Royston Brady as “Most Successful Lord Mayor” (Letter to Journalist/Editor)

Mr Liam Collins,
Sunday Independent,

Dear Mr Collins,

I write further to your article in the Sunday Independent (24th October) concerning the former Lord Mayor of Dublin, Royston Brady.

Now the travails of Mr Brady do not concern me – except in so far as the obscene amounts of money spent on his European Election campaign may start a worrying trend.


As someone equally honoured to have served as Lord Mayor of Dublin I am however both disturbed and annoyed at your description “the most successful Lord Mayor in recent years”. Disturbed and annoyed because I see the position of Lord Mayor as a political post which was devalued consistently and repeatedly during that year when appearing in VIP was more important than any serious contribution to the future of Dublin.
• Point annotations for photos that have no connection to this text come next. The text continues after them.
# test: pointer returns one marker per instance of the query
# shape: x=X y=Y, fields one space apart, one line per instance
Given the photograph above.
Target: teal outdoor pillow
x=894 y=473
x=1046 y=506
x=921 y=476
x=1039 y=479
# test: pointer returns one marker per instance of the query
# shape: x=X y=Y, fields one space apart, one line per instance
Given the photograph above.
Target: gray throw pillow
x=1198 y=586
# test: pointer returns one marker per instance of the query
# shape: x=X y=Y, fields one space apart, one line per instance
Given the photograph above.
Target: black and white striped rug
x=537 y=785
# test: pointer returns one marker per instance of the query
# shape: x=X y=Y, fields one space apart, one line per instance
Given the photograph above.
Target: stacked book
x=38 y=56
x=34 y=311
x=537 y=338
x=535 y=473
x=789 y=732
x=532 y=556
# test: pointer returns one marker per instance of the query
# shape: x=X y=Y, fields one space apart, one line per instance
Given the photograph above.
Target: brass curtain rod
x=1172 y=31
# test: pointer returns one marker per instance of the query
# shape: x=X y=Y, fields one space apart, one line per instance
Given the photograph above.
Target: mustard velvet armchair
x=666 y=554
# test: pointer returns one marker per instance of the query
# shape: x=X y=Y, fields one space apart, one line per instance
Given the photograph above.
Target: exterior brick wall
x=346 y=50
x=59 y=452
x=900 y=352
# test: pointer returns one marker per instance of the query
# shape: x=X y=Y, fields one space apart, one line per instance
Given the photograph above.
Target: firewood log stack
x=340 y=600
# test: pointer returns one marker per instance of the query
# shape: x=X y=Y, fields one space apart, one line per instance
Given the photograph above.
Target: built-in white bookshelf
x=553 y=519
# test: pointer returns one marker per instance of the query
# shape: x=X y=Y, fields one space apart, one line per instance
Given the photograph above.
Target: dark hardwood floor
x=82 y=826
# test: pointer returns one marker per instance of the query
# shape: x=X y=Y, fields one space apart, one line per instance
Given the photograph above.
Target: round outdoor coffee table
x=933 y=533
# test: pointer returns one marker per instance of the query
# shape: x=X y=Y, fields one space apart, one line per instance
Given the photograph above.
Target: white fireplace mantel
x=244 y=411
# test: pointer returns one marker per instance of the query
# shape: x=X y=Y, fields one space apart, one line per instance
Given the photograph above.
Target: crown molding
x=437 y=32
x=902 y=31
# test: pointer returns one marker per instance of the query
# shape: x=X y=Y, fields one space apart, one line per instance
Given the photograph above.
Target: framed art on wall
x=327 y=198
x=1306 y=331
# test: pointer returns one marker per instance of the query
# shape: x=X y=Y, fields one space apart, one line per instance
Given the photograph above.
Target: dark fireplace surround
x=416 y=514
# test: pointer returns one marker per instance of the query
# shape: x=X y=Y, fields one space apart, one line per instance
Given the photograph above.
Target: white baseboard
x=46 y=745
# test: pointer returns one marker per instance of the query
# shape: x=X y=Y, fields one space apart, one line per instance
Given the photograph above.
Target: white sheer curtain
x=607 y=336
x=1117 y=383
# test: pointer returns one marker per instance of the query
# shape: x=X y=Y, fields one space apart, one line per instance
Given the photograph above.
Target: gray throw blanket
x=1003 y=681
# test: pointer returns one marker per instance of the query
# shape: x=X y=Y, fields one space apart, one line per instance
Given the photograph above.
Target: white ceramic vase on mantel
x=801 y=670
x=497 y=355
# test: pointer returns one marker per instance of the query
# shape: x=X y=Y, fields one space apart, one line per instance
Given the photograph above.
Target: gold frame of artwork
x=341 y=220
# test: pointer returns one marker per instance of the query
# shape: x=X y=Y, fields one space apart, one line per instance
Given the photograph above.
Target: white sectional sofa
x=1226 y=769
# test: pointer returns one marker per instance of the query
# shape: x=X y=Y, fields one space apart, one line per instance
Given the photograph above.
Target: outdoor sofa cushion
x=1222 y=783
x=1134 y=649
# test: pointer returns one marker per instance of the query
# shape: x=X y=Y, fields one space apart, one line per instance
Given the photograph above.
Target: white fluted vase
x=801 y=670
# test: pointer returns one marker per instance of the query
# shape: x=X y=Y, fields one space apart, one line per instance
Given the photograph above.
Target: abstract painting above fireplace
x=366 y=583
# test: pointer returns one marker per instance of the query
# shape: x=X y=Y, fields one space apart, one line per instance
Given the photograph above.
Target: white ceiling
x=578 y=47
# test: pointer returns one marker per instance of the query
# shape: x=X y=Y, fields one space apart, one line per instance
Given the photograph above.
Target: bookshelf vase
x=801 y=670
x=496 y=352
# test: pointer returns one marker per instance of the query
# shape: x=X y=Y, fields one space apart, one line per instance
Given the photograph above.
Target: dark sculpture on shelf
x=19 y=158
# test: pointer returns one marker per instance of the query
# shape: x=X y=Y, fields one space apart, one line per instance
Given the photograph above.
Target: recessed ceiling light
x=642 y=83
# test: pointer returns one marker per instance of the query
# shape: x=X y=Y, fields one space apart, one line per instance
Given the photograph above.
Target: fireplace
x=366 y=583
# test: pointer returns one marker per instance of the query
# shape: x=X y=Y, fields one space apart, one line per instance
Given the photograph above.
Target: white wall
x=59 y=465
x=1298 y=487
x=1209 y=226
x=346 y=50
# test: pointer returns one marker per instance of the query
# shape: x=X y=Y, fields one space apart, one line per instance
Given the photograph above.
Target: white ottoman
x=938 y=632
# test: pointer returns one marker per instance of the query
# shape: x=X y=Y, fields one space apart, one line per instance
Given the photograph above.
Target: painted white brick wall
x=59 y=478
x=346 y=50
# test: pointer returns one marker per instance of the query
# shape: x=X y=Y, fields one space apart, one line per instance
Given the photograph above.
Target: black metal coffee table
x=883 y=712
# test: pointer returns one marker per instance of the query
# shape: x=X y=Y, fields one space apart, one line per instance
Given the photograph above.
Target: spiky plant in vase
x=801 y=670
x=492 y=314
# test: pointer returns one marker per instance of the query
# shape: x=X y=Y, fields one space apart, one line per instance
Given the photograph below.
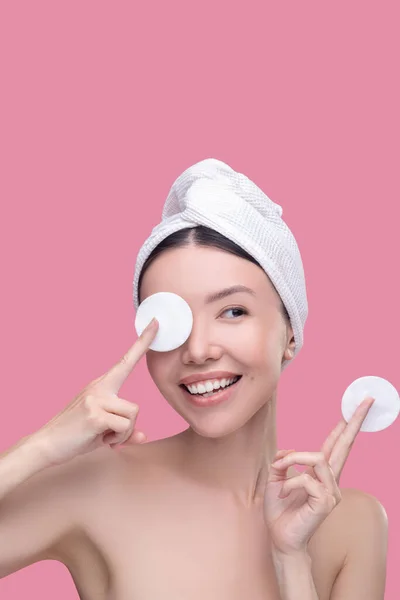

Was it “successful” to fail to attend most City Council meetings, during the term of office, especially given that the actual job to which the Lord Mayor is elected is Chairperson of the City Council ?

Perhaps you mean that it was “successful” to refer to his then colleagues on the City Council as “Clowns”?

Or maybe it was “successful” to not even have the courtesy to attend the formal handing over of the Mansion House to his successor.

Maybe you consider his rantings about the Minister for Justice a “success”? Personally I would prefer the approach of the present Lord Mayor Michael Conaghan, who three months into the job has managed to meet Minister Mc Dowell, establish a Commission on Policing and is already making a substantial input into policing in Dublin through the arts of politics and not media stunts.

Maybe your consider it a “success” to simply fail to turn up at events that you had agreed to attend and for which the organisers had usually put an enormous amount of time and energy into organising.

Or indeed broken commitments to appoint a Deputy for an event only to withdraw this on the morning of the function?

Maybe you consider the darkened doors of the Mansion House for much of that year to be “successful”?

I would challenge you, or any other journalist, to compare my diary and that of the previous ten Lords Mayor with Mr Brady’s. I would challenge you to ask yourself honestly whether his stunt in holding a wedding for two homeless people was more beneficial than my championing and eventually the opening of a new Wet Hostel for Homeless People. At my own expense I travelled to meet the Irish homeless community in London to try and bring back some of their stories towards the development of an appropriate response here in Dublin. I didn’t seek, or gain, any publicity for this. It was part of the job of doing what was best for Dublin.

I was proud to be the first Lord Mayor of Dublin, in over 70 years, to lay a wreath at the War memorial at the Somme, the first Lord Mayor to host a reception for the survivors of the Dublin Fusiliers, while at the same time accepting an invitation from Sinn Fein, to attend an event marking the problems experienced by members of the Catholic community in Belfast.

I was truly honoured to have accepted and then worked hard to develop the idea of an Irish Holocaust Memorial Day – something which has now effectively been embraced by the State through the involvement of the Department of Justice and the President of Ireland.

On the difficult issue of the adoption of the City Budget I put the needs of the City before my own personal future and did not shirk from the media when explaining it. Though the failure of most of the media to understand the complexity and relevance of the issue was perhaps the most notable feature of that particular period.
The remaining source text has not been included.